We returned to our home base in the city sun-drenched and exhausted. We received an infusion of energy as we rushed to meet our local tour guide as we explored Casco Viejo. St. James was a Vietnam Vet who was part of a group of former gang members that straightened out their lives and now gave city tours with pride. His charm and constant jokes kept us smiling as we strolled the streets, stopping to talk to every other local on the way.
In the middle of St. James’ tour we popped into a new bar called Malibu and were immediately greeted (what we now know is Panamanian style) by the owner, Adolfo and given free shots by his incredibly friendly bartenders.
5 hours later, the two of us, St. James, Adolofo and the bartenders were still in the exact seats we sat down in when we first arrived but had now eaten dinner and had a few rounds together talking non-stop. We learned more in that evening than we had in a long time – not just about a country but also about humanity. You see the kindness of strangers when you open yourself up, simply smile with wondrous curiosity and say yes to opportunities.


Fear drives many of us. Anxiety around the unknown can be so stressful that it more often than not hinders us from trying new things. We need to know what’s next. We need to plan. As business owners, as mothers, as human beings, we know what it’s like to lay out each day providing both comfort and security as the hours unfold.  
The truth is that when you let go of expectations, you find that you can’t be let down. Expectations can create a sense of anticipation, often adding excitement to any future plan (for our trips, but also for our work, our kids and ourselves). But they can also set us up to be disappointed. If we let go of strong expectations, stop projecting into the future and live exactly in the present, it can be the most liberating and satisfying feeling. It is a true definition of happiness.
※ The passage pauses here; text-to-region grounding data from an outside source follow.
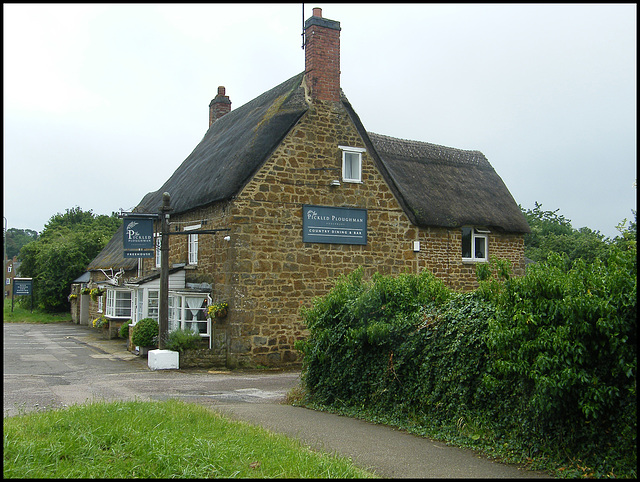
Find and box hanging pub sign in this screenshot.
[302,205,367,245]
[123,216,154,250]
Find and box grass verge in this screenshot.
[3,298,71,323]
[3,399,377,478]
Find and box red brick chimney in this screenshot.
[304,7,341,102]
[209,86,231,126]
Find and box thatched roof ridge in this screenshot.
[368,132,490,168]
[135,72,308,215]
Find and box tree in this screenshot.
[5,228,38,259]
[18,207,121,312]
[521,202,612,265]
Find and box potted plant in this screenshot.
[131,317,159,356]
[207,301,228,319]
[81,287,91,295]
[90,288,105,302]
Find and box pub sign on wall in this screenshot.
[302,205,367,245]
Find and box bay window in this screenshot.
[169,292,210,336]
[105,289,132,318]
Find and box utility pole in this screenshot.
[158,192,171,349]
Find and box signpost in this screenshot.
[119,193,229,351]
[12,278,33,312]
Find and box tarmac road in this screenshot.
[3,322,552,478]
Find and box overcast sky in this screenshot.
[3,3,636,239]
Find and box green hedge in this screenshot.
[296,243,636,477]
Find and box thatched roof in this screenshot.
[365,132,530,233]
[135,72,308,215]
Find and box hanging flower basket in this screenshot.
[90,288,105,302]
[208,302,229,319]
[81,288,91,295]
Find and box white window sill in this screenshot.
[462,258,488,264]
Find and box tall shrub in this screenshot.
[297,268,452,406]
[483,246,636,454]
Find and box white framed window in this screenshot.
[338,145,365,183]
[105,289,132,318]
[185,224,200,266]
[168,292,211,337]
[98,296,103,313]
[155,234,162,268]
[7,265,12,273]
[461,227,489,262]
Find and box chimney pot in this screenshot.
[209,86,231,127]
[312,7,322,17]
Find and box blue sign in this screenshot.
[303,205,367,245]
[13,278,32,296]
[123,217,154,250]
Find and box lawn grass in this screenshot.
[3,298,71,323]
[3,399,377,478]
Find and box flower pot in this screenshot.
[215,308,228,319]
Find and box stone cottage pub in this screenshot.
[75,8,530,367]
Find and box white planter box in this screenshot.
[148,349,179,370]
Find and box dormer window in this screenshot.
[461,227,489,262]
[339,146,365,183]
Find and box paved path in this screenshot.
[3,322,551,478]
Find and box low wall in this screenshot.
[179,349,227,369]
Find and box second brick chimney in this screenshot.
[209,86,231,126]
[304,7,341,102]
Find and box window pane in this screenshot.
[168,296,182,332]
[461,228,472,258]
[344,152,361,181]
[474,236,486,259]
[147,290,159,321]
[115,291,132,317]
[344,153,353,179]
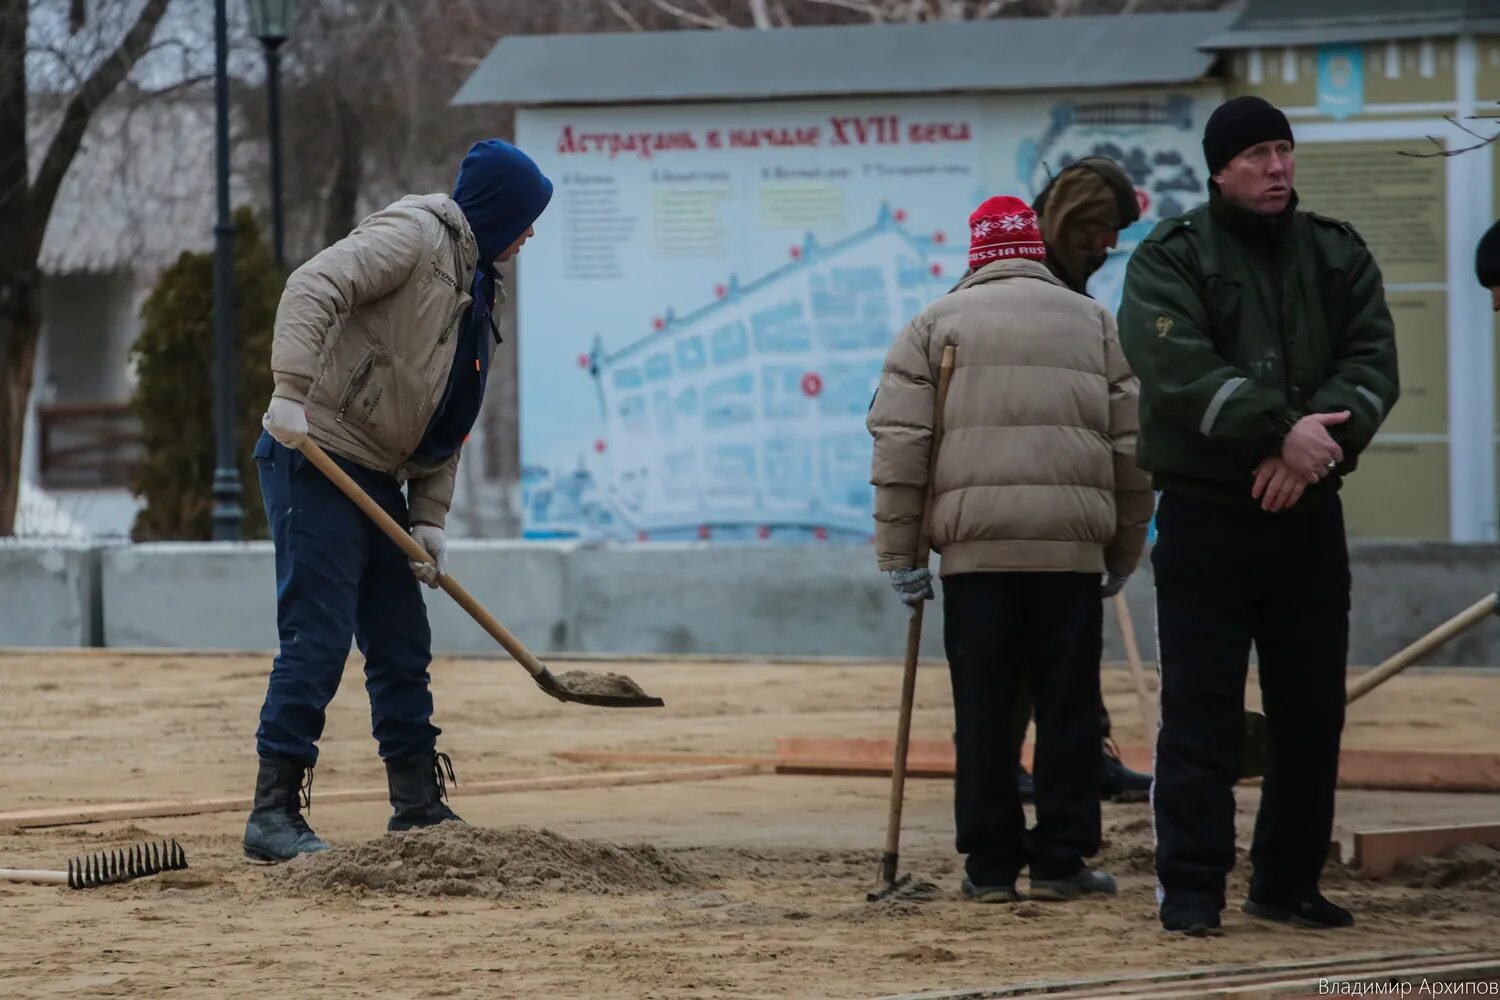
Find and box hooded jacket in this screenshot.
[269,143,551,528]
[1033,158,1140,294]
[270,194,482,528]
[866,259,1153,578]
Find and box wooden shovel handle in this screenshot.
[1345,592,1498,703]
[296,439,548,681]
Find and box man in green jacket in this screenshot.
[1118,97,1399,936]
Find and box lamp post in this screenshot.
[210,0,242,541]
[246,0,295,270]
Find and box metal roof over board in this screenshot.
[452,11,1236,108]
[1203,0,1500,48]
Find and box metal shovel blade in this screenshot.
[532,666,665,709]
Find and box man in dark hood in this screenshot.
[1034,157,1142,295]
[248,140,551,863]
[1019,158,1153,805]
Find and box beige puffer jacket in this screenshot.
[271,194,494,528]
[867,259,1153,577]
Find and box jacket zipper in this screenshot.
[335,351,376,423]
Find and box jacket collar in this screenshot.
[952,258,1066,293]
[398,193,479,279]
[1209,187,1298,246]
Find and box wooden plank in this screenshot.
[1353,822,1500,877]
[773,738,1154,778]
[1338,750,1500,793]
[770,738,1500,791]
[0,765,766,833]
[555,750,778,767]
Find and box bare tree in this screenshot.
[0,0,178,535]
[610,0,1221,26]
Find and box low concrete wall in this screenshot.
[102,543,277,650]
[567,544,945,658]
[0,543,99,647]
[98,542,572,654]
[8,541,1499,666]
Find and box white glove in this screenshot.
[263,396,308,448]
[1100,572,1130,599]
[888,567,934,610]
[409,523,447,588]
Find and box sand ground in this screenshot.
[1,652,1497,999]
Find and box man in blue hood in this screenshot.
[248,140,552,863]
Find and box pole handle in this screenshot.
[879,344,957,887]
[296,439,549,681]
[1346,592,1498,703]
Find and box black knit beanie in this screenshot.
[1478,219,1500,288]
[1203,96,1295,177]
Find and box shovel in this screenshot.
[1239,591,1498,778]
[297,439,664,709]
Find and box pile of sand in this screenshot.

Since we arrived home many people have asked us how we did this mystery trip. The truth is – traveling has never been easier. You just do it. You don’t plan and you say yes to every opportunity as it arises. You don’t look for outs – you look for ins. You allow your spontaneity to give you even more spontaneity.  And 4 ½ hours later you find yourself in Panama City on one of the greatest adventures of your life.